Eyewitness

Senior Aircraftman Robert Taylor

Special Aircraftman Robert Taylor“I was a restless Black working class 16-year-old in 1975. Joining the RAF was a respectable way to escape home. My vague concerns about a racist canteen culture proved unfounded. I was good at my job in air traffic control, and felt as respected and included as anyone else.

RAF life was enjoyable enough and I’ve no regrets, even though I bought myself out early to take a law degree and later qualify as a barrister. I’m now a freelance photographer, specialising in portraiture. It’s been a fascinating and very rewarding experience.

By chance, over 20 years later, I met some West Indian World War II Army veterans. It turned out that one of them had served in the British Army with my late Jamaican grandfather during the war.

They insisted that I join them at the Cenotaph at the next Remembrance Sunday ceremony as part of a small contingent of Black ex-servicemen. I’d become a pacifist and Quaker by then, so had some reservations, but they stressed how important it was that there was a continuing Black presence at these kinds of events after they had died.

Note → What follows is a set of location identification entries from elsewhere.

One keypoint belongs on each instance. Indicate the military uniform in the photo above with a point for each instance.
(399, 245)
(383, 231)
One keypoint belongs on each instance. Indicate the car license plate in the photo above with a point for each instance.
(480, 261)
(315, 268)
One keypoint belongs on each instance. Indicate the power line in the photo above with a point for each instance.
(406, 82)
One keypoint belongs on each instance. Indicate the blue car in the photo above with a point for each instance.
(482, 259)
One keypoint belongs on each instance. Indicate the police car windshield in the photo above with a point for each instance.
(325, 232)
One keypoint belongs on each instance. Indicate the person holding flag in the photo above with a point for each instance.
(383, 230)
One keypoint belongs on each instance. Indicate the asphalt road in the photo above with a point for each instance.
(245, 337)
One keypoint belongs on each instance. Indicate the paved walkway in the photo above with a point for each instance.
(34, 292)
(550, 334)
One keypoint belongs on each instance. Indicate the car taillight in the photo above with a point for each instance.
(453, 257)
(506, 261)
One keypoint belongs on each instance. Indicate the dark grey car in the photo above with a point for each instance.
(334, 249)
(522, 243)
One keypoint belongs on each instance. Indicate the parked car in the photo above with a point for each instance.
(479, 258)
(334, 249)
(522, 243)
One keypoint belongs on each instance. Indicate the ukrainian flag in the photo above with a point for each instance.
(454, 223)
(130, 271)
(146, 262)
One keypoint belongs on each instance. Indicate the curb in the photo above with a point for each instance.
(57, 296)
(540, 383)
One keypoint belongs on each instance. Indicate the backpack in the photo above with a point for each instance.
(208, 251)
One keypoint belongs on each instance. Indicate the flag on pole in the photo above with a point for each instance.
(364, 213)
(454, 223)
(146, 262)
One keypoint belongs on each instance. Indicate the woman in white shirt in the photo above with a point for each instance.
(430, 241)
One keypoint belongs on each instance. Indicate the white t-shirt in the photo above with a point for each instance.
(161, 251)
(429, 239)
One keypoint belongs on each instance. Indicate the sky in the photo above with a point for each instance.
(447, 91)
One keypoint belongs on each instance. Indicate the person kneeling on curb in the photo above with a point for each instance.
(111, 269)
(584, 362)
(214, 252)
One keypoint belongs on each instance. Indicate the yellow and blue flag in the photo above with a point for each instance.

They worried that people might forget that the fight against Hitler and what he stood for was won with the help of people like them, who didn’t fit the stereotype of the brave white war heroes usually depicted in film, fiction and documentary.

We got a very warm welcome from the crowds as we marched around Whitehall. I felt immensely proud, very emotional, and powerfully present to the memory of my late grandfather and his distinguished war service.”